The ratings agency wrote that the “inability to right size operations in a relatively short period of time,” and “turnover in management, recent evidence of weaker financial monitoring, and ongoing governance scrutiny,” were among the reasons for the change.
In a statement to the Star, a spokesperson for the UA said that "the ongoing implementation of our financial action plan will assure the University of Arizona can stand on solid financial footing for decades to come."
She added: "Our current actions are ensuring the university will continue providing outstanding educational experiences for our students, research that drives economies and improves lives, and outreach that benefits millions."

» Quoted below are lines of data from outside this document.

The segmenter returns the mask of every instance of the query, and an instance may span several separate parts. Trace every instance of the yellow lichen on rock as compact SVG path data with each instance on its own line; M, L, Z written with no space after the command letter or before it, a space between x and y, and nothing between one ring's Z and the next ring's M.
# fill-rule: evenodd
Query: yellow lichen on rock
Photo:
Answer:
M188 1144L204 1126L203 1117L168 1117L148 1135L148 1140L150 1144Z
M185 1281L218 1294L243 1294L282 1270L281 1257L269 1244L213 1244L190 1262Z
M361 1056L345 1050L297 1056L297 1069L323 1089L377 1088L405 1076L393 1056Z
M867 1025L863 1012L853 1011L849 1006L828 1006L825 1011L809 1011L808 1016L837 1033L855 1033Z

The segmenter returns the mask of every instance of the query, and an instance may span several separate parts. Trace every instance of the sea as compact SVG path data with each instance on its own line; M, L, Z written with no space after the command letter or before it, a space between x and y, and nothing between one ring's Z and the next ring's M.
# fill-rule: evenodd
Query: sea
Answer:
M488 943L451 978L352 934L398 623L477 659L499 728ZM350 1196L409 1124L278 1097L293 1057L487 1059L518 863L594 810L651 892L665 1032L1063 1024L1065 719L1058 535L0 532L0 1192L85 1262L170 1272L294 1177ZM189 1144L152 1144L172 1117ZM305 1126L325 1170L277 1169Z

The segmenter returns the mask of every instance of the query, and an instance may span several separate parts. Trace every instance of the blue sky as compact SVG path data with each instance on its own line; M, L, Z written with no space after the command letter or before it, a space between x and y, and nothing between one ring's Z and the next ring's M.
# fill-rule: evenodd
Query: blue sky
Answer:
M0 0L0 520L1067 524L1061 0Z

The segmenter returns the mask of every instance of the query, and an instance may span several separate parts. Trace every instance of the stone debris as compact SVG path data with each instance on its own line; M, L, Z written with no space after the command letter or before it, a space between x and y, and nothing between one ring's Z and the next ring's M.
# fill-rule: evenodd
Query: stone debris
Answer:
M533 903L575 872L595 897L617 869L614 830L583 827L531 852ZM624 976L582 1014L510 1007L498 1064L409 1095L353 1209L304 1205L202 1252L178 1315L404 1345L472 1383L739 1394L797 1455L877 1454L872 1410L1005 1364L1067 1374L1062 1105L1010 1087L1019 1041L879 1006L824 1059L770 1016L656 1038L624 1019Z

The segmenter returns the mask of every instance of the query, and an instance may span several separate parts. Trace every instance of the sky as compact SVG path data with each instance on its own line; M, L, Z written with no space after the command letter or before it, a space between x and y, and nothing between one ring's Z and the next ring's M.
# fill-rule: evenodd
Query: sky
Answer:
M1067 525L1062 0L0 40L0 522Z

According to the report, the UA recorded $1.6 billion in debt and leases for fiscal year 2023, as well. Moody’s believes that the university’s operating performance “is likely to remain weak through fiscal (year) 2024 while the university implements expense reductions, hiring and payroll freezes and tighter fiscal monitoring.”
The credit challenges include weakening fiscal operations heightened by increased governance scrutiny, modest and thinning liquidity relative to peers, emerging risks associating with UAGC and “very high leverage” relative to wealth and revenue, the report states.
Moody’s stated that it could upgrade the ratings if the university made substantial improvement in financial resources relative to debt and significant and sustained increase in available reserves to over 200 monthly days cash on hand.
The rating could be downgraded even more, the report states, with a further deterioration of financial reserves, sustained weak and volatile operating performance, inability to improve financial reporting and monitoring and prolonged period of governance instability.